Yet there is a rightness, a wisdom, a density of meaning in everything he does. Much of this is negative; just as Brendel does not play grand virtuoso pieces, so he does not project, either technically or expressively. The music remains inward, studious, cool. Somehow, he convinces you that this is the only way, the obvious way to play the classical repertoire.

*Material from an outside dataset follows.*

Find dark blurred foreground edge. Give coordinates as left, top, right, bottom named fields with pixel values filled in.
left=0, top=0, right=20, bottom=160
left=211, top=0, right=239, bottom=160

During the first half of his appearance at the Usher Hall, the house lights were turned off, leaving the pianist isolated in a single spotlight. It symbolised his musical spirit. When other players would be shaping, caressing, singing, reaching out to the listener - in the gentle theme of the first movement of Mozart's K331 Sonata, for example - he seemed lonely and thoughtful, like a kind of musical hermit. Even when he allowed himself a little ordinary emotion, as he did in the minor-key variation of the same movement, he seemed to be doing it for himself alone. "Here's how a young man might do it," he seems to say. The audience feels deeply involved, yet, in a sense, they might as well not be there.
The five Beethoven bagatelles with which he began were typical. There was lyricism, but it was not warm; stormy episodes, but they remained laconic; intense counterpoint, but it was bony and grim. He has certain personal tricks that stress the feeling of detachment. There is a light staccato, like the bouncing of a ping-pong ball. There is a hushed sotto voce, heard especially in the slow movement of Beethoven's Sonata in B flat, Op 22. There is sometimes a microsecond's pause before attacking a brilliant figure, as though gathering strength, just as you or I might do. Anything rather than give a feeling of superhuman dash and fluency, which would seem merely cheap.
Far from focusing on a famous showpiece, he built his programme around the little-known, unfinished C major Sonata, D840, of Schubert. This startlingly original essay, like Brendel's playing, is unlike anything else. The composer was evidently experimenting, taking perverse turnings, generating monsters. You understand why he was unable to finish it: such a level of inventive tension might lead to madness.
Yet Brendel was able to make it sound closely reasoned. Like every great player, he makes you feel his interpretation is the only one possible. It just seems simple, inevitable; an evening with a Zen master.